Saturday, September 17, 2011

Nesting Season, Bernd Heinrich


Heinrich has some of the most intriguing and complex natural history books on the market.  From his personal insights to his search of literature he does not attack a subject without being exhaustive.  As a result the pages are densely packed with information, encyclopedic in content, and tough reading. 

I could only read 3 – 5 pages at a time.  To read more would be to skim and miss the details that are in every chapter.  No skim reading for this book or else don’t bother reading it.  To absorb is to take your time, reflect and make your own observations.

This book came from friends Ruth and John who took to reading the book over their own area nesting season – a wonderful and clever idea to add depth to the reading.  Bernd lives in Vermont and teaches college students to observe and think about the wonders of nature.  We need more people like him.

Harvard Press has this to say about the book:  “Why are the eggs of the marsh wren deep brown, the winter wren’s nearly white, and the gray catbird’s a brilliant blue? And what in the DNA of a penduline tit makes the male weave a domed nest of fibers and the female line it with feathers, while the bird-of-paradise male builds no nest at all, and his bower-bird counterpart constructs an elaborate dwelling?

“These are typical questions that Bernd Heinrich pursues in the engaging style we’ve come to expect from him—supplemented here with his own stunning photographs and original watercolors. One of the world’s great naturalists and nature writers, Heinrich shows us how the sensual beauty of birds can open our eyes to a hidden evolutionary process.
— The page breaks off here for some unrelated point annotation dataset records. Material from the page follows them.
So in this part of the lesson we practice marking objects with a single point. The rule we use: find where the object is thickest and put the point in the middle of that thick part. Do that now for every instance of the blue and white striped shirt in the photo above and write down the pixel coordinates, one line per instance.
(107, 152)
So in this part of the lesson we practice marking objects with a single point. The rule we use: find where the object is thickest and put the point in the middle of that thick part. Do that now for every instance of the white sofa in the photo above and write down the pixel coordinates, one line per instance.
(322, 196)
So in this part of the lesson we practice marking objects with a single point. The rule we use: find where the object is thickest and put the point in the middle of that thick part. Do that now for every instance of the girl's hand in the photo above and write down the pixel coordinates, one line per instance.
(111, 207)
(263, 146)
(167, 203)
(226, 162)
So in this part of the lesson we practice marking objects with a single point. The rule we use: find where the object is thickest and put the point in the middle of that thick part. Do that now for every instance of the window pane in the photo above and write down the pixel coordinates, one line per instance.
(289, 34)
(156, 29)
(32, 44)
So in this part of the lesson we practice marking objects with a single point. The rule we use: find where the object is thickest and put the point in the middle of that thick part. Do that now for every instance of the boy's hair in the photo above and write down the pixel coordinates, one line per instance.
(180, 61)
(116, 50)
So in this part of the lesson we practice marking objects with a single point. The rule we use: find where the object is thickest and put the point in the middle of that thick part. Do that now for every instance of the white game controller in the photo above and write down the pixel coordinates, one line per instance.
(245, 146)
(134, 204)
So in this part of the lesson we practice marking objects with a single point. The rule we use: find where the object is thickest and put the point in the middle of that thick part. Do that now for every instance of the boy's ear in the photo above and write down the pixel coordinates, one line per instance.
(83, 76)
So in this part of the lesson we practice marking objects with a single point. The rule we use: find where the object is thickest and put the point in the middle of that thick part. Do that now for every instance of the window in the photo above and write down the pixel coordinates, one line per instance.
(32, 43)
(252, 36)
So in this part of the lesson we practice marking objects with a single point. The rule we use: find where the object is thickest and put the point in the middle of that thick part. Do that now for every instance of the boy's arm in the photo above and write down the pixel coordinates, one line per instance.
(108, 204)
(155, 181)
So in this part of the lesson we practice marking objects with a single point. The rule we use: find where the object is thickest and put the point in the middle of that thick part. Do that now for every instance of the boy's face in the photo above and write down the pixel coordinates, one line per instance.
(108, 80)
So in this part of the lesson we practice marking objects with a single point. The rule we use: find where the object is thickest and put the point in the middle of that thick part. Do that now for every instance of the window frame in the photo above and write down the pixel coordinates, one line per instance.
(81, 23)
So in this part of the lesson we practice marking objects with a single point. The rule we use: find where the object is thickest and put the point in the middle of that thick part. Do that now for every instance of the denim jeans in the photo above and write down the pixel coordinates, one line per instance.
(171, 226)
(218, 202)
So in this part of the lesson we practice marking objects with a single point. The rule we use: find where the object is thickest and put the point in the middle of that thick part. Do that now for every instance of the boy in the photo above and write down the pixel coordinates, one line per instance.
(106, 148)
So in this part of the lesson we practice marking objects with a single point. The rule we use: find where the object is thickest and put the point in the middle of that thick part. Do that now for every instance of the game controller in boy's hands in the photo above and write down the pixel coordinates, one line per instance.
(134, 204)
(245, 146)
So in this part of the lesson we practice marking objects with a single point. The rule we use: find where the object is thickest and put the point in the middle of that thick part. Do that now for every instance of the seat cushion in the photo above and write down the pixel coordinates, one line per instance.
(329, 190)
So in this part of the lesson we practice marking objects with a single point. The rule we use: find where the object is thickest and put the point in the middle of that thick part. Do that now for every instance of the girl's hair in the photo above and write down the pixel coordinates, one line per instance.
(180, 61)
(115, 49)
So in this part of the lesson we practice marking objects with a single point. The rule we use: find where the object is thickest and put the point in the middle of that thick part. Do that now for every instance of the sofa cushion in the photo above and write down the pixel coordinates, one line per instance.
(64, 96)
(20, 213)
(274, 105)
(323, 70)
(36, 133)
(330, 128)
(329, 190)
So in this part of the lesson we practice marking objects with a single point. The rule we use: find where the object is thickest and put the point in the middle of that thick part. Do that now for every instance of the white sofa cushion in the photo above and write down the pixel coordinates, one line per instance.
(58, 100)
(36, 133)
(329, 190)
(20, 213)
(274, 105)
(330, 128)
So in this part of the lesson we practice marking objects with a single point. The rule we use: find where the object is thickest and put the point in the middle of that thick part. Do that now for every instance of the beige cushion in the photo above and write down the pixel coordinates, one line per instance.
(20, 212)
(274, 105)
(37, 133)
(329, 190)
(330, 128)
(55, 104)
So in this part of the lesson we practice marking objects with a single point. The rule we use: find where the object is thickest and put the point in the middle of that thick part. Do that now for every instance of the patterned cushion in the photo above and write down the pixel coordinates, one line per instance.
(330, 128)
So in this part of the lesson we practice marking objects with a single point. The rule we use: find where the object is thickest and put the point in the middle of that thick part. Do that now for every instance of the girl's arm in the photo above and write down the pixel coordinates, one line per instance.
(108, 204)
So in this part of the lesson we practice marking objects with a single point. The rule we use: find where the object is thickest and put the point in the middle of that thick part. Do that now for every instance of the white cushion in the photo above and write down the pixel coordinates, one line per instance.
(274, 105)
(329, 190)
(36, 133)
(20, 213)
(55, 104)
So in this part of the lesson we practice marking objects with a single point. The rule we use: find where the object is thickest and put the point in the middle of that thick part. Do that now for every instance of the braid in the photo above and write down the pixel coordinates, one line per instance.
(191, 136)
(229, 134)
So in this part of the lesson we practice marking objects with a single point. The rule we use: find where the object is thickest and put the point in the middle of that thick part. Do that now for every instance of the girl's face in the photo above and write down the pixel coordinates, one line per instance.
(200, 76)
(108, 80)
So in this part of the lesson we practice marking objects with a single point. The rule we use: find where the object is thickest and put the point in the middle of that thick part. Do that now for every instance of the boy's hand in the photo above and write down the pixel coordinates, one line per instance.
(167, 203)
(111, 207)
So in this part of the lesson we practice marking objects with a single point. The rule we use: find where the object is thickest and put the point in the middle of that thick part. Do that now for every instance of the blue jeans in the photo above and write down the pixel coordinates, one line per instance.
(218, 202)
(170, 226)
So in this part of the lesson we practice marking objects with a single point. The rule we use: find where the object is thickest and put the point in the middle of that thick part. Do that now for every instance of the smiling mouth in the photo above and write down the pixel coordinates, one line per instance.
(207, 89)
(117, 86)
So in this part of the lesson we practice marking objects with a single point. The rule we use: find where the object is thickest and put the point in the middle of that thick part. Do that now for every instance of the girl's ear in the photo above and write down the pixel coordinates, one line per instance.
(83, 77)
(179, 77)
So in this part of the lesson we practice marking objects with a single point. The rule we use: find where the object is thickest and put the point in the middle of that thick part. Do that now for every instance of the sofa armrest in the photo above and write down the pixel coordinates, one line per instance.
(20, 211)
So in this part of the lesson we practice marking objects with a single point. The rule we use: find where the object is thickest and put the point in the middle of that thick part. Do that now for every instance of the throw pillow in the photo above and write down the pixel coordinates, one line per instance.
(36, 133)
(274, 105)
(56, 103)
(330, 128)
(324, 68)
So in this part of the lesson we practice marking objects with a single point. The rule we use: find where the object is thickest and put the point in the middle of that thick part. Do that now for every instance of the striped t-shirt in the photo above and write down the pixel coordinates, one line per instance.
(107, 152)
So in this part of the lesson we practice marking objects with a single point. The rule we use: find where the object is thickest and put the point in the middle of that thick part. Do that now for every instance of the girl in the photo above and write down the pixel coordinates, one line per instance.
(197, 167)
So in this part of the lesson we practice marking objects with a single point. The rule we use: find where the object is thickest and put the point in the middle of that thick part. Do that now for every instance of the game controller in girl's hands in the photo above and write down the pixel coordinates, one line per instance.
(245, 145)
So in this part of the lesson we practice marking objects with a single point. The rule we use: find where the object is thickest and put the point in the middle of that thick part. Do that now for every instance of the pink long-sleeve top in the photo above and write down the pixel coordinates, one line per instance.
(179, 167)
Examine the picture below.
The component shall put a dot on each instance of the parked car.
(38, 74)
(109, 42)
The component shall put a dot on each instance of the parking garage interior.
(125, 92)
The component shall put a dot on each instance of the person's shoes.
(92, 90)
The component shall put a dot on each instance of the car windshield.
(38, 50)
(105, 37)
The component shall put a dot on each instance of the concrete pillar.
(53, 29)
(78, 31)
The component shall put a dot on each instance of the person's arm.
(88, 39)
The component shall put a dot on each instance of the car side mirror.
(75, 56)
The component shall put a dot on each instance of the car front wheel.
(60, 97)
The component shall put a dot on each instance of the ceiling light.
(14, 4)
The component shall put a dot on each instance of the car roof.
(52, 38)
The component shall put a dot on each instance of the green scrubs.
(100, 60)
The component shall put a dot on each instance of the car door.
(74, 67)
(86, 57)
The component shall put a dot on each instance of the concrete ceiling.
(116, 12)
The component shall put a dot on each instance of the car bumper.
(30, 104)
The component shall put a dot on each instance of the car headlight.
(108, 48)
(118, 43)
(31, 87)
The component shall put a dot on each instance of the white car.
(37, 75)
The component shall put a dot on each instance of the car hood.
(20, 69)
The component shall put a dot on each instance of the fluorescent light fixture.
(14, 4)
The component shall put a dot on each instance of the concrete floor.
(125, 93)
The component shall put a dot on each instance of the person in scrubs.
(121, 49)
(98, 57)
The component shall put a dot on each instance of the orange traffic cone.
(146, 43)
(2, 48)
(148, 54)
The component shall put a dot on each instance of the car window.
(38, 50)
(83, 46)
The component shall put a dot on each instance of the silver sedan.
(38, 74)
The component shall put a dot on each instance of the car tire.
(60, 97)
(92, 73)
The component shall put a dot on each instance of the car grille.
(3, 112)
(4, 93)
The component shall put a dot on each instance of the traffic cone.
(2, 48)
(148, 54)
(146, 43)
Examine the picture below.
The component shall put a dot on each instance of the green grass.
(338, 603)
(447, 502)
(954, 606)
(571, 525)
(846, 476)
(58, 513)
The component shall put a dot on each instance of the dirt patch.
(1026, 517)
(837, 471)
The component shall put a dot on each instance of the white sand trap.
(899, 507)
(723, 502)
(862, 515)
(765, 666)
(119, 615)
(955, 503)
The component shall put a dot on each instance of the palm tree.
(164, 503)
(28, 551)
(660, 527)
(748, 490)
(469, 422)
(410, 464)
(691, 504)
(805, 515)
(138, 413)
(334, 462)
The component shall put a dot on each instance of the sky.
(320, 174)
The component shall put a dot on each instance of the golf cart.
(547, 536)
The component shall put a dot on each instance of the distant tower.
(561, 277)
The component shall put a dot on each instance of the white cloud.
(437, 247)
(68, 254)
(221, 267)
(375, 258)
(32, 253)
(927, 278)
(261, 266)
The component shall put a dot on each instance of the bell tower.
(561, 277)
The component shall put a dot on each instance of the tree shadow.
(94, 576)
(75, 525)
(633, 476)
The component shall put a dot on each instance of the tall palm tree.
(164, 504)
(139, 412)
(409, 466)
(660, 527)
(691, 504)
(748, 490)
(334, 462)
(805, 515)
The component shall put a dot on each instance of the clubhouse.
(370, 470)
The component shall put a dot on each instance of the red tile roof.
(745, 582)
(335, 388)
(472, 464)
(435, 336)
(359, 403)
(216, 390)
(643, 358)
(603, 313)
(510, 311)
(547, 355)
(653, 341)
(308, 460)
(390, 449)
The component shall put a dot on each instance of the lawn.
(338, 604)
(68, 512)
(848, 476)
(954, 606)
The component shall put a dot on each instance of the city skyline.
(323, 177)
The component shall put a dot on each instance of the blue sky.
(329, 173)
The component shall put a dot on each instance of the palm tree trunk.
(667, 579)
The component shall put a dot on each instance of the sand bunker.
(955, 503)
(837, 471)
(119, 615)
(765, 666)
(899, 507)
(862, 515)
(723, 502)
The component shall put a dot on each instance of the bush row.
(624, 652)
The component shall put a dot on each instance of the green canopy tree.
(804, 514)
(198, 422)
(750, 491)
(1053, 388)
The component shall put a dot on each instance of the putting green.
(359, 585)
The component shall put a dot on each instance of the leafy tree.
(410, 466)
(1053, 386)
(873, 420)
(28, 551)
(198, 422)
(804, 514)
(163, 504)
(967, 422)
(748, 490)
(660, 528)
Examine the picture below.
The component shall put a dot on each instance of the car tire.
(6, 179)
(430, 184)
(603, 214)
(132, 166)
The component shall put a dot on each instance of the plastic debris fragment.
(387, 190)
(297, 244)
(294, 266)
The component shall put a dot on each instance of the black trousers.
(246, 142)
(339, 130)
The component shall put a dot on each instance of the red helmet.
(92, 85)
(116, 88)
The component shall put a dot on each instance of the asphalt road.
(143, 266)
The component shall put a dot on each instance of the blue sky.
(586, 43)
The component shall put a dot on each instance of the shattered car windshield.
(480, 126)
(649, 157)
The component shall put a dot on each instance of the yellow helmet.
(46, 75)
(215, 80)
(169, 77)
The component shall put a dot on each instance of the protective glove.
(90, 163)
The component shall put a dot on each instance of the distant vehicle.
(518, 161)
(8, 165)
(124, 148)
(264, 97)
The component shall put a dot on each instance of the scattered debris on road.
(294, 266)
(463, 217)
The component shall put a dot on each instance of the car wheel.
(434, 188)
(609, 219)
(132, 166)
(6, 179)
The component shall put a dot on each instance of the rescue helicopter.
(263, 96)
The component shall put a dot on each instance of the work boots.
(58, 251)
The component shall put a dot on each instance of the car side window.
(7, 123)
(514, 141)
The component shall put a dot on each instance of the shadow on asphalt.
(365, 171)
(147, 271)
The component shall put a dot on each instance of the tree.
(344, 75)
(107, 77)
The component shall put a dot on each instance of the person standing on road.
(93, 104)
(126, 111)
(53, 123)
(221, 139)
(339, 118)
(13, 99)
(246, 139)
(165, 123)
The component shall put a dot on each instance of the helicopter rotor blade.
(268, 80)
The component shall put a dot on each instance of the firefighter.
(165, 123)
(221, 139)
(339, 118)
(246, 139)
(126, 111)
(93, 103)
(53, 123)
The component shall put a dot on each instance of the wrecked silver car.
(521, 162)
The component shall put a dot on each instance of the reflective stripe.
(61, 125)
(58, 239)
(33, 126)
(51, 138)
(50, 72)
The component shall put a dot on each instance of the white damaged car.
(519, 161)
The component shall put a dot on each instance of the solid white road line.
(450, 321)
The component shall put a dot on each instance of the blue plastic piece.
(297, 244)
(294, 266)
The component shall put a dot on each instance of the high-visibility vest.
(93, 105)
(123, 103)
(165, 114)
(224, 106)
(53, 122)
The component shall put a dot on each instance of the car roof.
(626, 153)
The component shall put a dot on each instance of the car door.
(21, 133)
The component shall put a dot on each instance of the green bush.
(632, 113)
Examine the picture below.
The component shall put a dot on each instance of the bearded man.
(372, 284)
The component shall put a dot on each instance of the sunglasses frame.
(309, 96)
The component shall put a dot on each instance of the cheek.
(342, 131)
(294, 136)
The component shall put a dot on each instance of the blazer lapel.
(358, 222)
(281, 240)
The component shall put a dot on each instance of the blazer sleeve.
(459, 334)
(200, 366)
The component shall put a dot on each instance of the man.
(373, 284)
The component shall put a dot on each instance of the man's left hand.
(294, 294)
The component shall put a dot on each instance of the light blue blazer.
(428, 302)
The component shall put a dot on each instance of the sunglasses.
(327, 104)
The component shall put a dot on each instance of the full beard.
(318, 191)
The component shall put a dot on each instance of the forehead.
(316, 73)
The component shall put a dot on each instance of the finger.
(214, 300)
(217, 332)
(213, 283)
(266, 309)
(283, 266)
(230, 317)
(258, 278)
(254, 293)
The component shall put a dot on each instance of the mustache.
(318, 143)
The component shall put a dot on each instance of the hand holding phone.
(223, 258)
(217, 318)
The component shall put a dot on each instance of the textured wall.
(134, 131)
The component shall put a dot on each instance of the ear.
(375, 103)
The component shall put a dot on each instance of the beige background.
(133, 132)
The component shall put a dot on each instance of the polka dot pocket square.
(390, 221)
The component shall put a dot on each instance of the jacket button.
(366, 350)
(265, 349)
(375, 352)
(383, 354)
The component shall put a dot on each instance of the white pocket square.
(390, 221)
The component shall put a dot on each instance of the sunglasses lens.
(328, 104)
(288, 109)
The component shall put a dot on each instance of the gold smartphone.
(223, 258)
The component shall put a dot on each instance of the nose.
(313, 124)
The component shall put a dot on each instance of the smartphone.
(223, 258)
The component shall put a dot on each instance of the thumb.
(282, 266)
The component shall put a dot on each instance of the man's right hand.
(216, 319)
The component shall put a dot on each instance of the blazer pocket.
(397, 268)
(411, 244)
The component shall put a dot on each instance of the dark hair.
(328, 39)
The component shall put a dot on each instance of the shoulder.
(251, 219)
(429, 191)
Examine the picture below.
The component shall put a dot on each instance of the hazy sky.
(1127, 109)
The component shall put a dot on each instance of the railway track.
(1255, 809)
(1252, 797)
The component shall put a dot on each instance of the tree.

Nesting, as Heinrich explores it here, encompasses what fascinates us most about birds—from their delightful songs and spectacular displays to their varied eggs and colorful plumage; from their sex roles and mating rituals to nest parasitism, infanticide, and predation.

“What moves birds to mate and parent their young in so many different ways is what interests Heinrich—and his insights into the nesting behavior of birds has more than a little to say about our own.”

The quotes below contain a few tidbits that I thought were fun.

“One of the strong interests that we have in other animals (as we also have in one another) is not just what they do.  We also want to know why they (and we) do it.  For that we need to learn what drives them to behave as they do.  However, despite our own huge emphasis on feelings or emotions in trying to understand ourselves, the topic has been practically taboo in the considerations of other animals, for whom instead we categorically presume that we cannot know what they feel.  However, a more conservative approach is that feelings of love and attachment, despite their imponderable quantities, are universal attributes of other vertebrate animals, just as our physical construction is virtually identical to theirs, except for the minor exterior adaptations to our differing physical environments.  By invoking Occam’s razor it would be a greater error to presume that animals are not driven by geelings than to suppose that they are.  Instead, currently we seem to have decided that humans are exempt from the rules that obtain across the rest of nature, and that sophisticated emotions are our exclusive province.”

“Satellite tracking has revealed that albatrosses may cover 184000 km of travel in their first year of life, and then they may wander another seven to fifteen years before breeding.”

“Anna and Pavil, built a nest and mated in January 1968 and they continued to nest annually until they had produced seventy six young by 1987 when someone apparently stole Anna.  The zoo then provided Pavil with another femail from the Krakow Xoo.  He immediately attacked her.  Three months later a weakened raven was found walking about in Warsaw, and since she reacted when addressed by the name Anna, this bird was brought to Pavil.  The two greeted each other wildly and with obvious pleasure.  They reunited immediately and produced one more clutch of young before dying of apparent old age.”

“A male spotted sandpiper’s evolved willingness to incubate eggs should be contingent on his assurance of paternity.  However, male paternity is never assured and females may not need to be choosy in a partner, so long as he will incubate her eggs.  A female appears to placate a potential mate by copulating with him frequently, which would increase his chances of paternity and hence make him willing to incubate the eggs and then lead the young around.”

“Crossbills nesting in winter while feeding on spruce and larch seeds and the goldfinches breeding in August when the thistles come into seed are exceptions to the rule of spring being most bird’s breeding time.”

“The steps of the cranes’ dance performance, like any dance of ours, are set by convention and are probably honed to perfection by maturation and by practice.  If there were no strict convention, there could be no perfection.”

“Snowy owls, for example, attach Arctic foxes that threaten their nests, and snow geese gain protection by nesting near them.”

“The common (European) swift has, like all the other eighty five to ninety species of swifts, achieved the ultimate perfect in of life on the wing in open skies.  The two young from a clutch of this small bird with long narrow pointed wings spend about six weeks in the nest and leave it about fifteen minutes after sundown, apparently to avoid falcons.  From that moment on the young’s ties with their parents are broken forever, and they ascend into the sky to 2000 to 3000 m in altitude to meet up with others, staying continuously and uninterruptedly airborne for two to three years.”